Reproducibility

Re-running the same GENBoostGPU experiment should yield consistent SNP sets and variance estimates. Use the checklist below to lock down sources of randomness and capture metadata.

Random seeds

Set seeds in Python’s random module, NumPy, and CuPy before invoking any pipelines:

import random
import numpy as np
import cupy as cp

random.seed(42)
np.random.seed(42)
cp.random.seed(42)

Pass random_state explicitly to genboostgpu.enet_boosting.boosting_elastic_net() (default 13). The orchestrator propagates this via fixed_params when you reuse tuned hyperparameters.
When performing global tuning, set the seed argument in genboostgpu.tuning.select_tuning_windows() so the sampling of windows is stable.
Optuna supports deterministic execution through OPTUNA_SEED or by monkey-patching optuna.create_study as shown in Hyperparameters & tuning.

Deterministic settings

Fix hyperparameters via fixed_alpha, fixed_l1_ratio, and fixed_subsample when you want to avoid per-window Optuna searches.
Keep the validation split deterministic by ensuring val_frac stays within (0, 0.9) so the same RNG path is followed.
Disable working-set adaptation by passing adaptive_trials=False to genboostgpu.enet_boosting.boosting_elastic_net() if you need an identical number of trials per window.

Logging & artefacts

Each call to genboostgpu.vmr_runner.run_single_window() writes betas and h2 trajectories through genboostgpu.data_io.save_results().

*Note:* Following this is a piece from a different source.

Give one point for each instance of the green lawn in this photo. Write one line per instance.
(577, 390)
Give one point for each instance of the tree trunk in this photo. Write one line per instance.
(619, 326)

Archive these files alongside your downstream analyses.
Append configuration dictionaries (hyperparameters, seeds, versions) to the saved TSV/Parquet outputs using the meta argument in save_results.
Capture software versions with session_info.show() (used in examples/simu_test_100n.py) and store them next to summary tables.
Use structured logging (e.g., logging.config.dictConfig) in your wrapper scripts to mirror the information produced by Dask and Optuna.